Graziano Salerno, “artista smarrito”: il talento del pittore nuorese in una mostra a Cagliari curata da Cristiana Collu

di Andrea Tramonte

“G. esplora il mondo con stupore e lo genera con meraviglia, qualsiasi sia la direzione guarda solo avanti, ma si distrae, è un flâneur, è un artista errante, sbaglia, inciampa e si smarrisce”, scrive Cristiana Collu, storica dell’arte cagliaritana, curatrice e attuale direttrice della fondazione Querini Stampalia a Venezia.
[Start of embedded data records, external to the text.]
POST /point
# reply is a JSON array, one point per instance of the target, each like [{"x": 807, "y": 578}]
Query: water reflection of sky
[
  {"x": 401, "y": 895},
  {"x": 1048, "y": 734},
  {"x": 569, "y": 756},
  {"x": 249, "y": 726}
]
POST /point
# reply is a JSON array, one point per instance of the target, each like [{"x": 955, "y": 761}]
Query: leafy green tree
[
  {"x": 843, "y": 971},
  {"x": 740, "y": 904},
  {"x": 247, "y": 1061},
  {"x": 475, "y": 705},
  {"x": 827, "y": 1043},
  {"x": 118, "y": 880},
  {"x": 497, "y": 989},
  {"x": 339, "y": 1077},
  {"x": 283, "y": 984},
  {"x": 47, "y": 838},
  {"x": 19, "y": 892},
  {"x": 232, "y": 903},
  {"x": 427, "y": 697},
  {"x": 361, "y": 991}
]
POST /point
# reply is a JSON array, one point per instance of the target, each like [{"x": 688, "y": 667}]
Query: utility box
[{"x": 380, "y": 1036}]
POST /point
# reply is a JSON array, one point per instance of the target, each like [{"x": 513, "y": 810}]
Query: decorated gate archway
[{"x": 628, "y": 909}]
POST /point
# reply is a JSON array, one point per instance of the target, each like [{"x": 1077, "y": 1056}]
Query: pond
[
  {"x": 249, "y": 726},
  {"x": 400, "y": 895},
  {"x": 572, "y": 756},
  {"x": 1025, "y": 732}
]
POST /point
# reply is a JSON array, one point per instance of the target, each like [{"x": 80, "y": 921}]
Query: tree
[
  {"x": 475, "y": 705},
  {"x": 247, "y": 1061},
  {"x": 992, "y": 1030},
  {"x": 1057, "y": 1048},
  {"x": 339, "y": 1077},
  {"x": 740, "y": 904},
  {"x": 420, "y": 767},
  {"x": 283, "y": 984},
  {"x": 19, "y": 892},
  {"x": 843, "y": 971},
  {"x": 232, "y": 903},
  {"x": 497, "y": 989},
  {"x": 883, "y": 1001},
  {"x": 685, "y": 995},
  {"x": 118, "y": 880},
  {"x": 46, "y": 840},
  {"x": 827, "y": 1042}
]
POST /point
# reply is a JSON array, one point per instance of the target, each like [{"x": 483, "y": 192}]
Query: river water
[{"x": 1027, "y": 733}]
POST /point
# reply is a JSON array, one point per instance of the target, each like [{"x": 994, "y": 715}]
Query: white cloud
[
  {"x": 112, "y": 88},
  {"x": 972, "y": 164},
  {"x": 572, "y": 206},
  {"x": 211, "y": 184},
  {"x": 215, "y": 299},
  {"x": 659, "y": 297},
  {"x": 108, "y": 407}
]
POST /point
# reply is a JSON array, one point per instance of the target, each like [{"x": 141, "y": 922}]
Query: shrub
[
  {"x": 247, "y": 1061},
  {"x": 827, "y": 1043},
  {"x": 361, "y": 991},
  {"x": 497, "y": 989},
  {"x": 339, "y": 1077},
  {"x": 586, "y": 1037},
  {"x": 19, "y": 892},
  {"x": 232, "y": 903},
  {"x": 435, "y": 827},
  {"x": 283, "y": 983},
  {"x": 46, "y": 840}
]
G. è Graziano Salerno, artista nato a Nuoro nel 1954 e oggi protagonista di una mostra che celebra il suo percorso unico, il lavoro di un outsider vero che nel corso dei decenni ha lasciato numerosissime tracce della sua opera e ha esplorato la sua libertà creativa senza compromessi – anche a costo di dissipare parte della sua vita e del suo potenziale. Uno di quegli “artisti smarriti – così ancora Collu – che avrebbero potuto rivaleggiare con i più grandi artisti nella storia dell’arte italiana e internazionale”.

L’esposizione si intitola Graziano Salerno. Senza poesia in nessun caso e inaugura giovedì 19 alle 18 a Cagliari alla Fondazione di Sardegna nell’ambito della piattaforma Ar/S – Arte condivisa. La mostra è curata da Collu – che è anche ex direttrice del Man di Nuoro, del Mart di Rovereto e della Galleria nazionale d’arte moderna e contemporanea a Roma – e rappresenta un omaggio al talento multiforme dell’artista nuorese, capace di intrecciare pittura, disegno e poesia in un linguaggio irripetibile, riconoscibilissimo. “Immaginifico, metafisico e surreale”, Salerno è una figura che incarna non tanto l’archetipo dell’artista maledetto quanto “il lato più selvaggio e fauve”, scrive la critica d’arte nell’introduzione al catalogo (pubblicato da Treccani).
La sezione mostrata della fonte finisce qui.